In campagna elettorale "la parola mafia è sparita", ha detto il sociologo a Palermo a margine della commemorazione per i quarant'anni dall'uccisione del padre Carlo Alberto. "Le istituzioni sono andate più avanti della politica. Certo, averla al proprio fianco aiuterebbe, ma la storia è lotta, non esiste un progresso unilineare", ha aggiunto. La risposta della titolare del Viminale: "Stiamo facendo tanto sull'aggressione dei beni mafiosi e contro le infiltrazioni nel Pnrr"
In questa campagna elettorale “la parola mafia è sparita“, e la politica “non mostra grande interesse per la lotta alla mafia”. Lo ha detto a Palermo Nando Dalla Chiesa, sociologo e professore universitario, a margine della commemorazione per i quarant’anni dalla strage di via Isidoro Carini in cui Cosa nostra uccise suo padre, il generale dei Carabinieri Carlo Alberto Dalla Chiesa, la seconda moglie Emanuela Setti Carraro e l’agente di scorta Domenico Russo. “Le istituzioni sono andate più avanti della politica“, ha detto Dalla Chiesa parlando del ritorno sulla scena politica siciliana di personaggi condannati per fatti di mafia come Marcello dell’Utri e Totò Cuffaro. “Certo, averla al proprio fianco aiuterebbe, ma la storia è lotta, non esiste un progresso unilineare. Credo che, come società, abbiamo il dovere di fare del nostro meglio perché, da sola, la politica non cambia“.

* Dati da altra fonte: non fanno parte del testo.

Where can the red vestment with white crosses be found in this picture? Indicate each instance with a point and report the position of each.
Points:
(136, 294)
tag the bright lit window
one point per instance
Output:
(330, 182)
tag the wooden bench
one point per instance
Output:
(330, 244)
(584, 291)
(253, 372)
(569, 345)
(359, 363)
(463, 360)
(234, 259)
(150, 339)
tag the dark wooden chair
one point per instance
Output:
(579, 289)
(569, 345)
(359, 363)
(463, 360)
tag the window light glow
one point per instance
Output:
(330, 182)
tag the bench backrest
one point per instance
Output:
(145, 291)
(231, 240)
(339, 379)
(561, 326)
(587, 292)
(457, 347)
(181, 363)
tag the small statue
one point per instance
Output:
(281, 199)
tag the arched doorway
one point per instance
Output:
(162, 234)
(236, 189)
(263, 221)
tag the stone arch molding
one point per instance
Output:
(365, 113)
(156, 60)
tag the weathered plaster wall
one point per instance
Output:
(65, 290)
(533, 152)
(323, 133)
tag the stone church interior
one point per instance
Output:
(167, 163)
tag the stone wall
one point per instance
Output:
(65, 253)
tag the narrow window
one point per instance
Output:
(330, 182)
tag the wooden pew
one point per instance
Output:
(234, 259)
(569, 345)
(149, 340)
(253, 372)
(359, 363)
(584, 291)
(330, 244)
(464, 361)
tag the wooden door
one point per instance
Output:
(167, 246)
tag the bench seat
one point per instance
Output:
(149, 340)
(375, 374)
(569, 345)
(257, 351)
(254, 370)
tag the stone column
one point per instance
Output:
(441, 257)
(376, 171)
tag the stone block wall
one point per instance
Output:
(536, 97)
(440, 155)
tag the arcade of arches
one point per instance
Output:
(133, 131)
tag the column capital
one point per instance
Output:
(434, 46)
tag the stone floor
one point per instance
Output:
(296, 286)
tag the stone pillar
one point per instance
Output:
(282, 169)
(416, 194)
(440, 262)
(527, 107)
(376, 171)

Al figlio del generale ucciso ha risposto indirettamente la ministra dell’Interno Luciana Lamorgese, anche lei presente alla cerimonia a Palermo. “Stiamo facendo tanto in termini di aggressione ai beni dei mafiosi, in termini di beni confiscati, e soprattutto come prevenzione dell’inserimento della mafia nei fondi del Pnrr. Su questo il ministero dell’Interno, addirittura, nel 2020 ha istituto un organismo di controllo di questo tipo. Quindi, credo che la cosa importante sia che ci siano i fatti. E i fatti ci sono“, dice all’AdnKronos. “Il generale Carlo Alberto Dalla Chiesa”, ricorda, “aveva intuito subito che quelli che erano alcuni “privilegi” che i singoli ritenevano di avere da parte mafiosa non erano che altro che diritti dei cittadini e che quindi lo Stato doveva riconoscere quei diritti e strapparli alle mani mafiose”.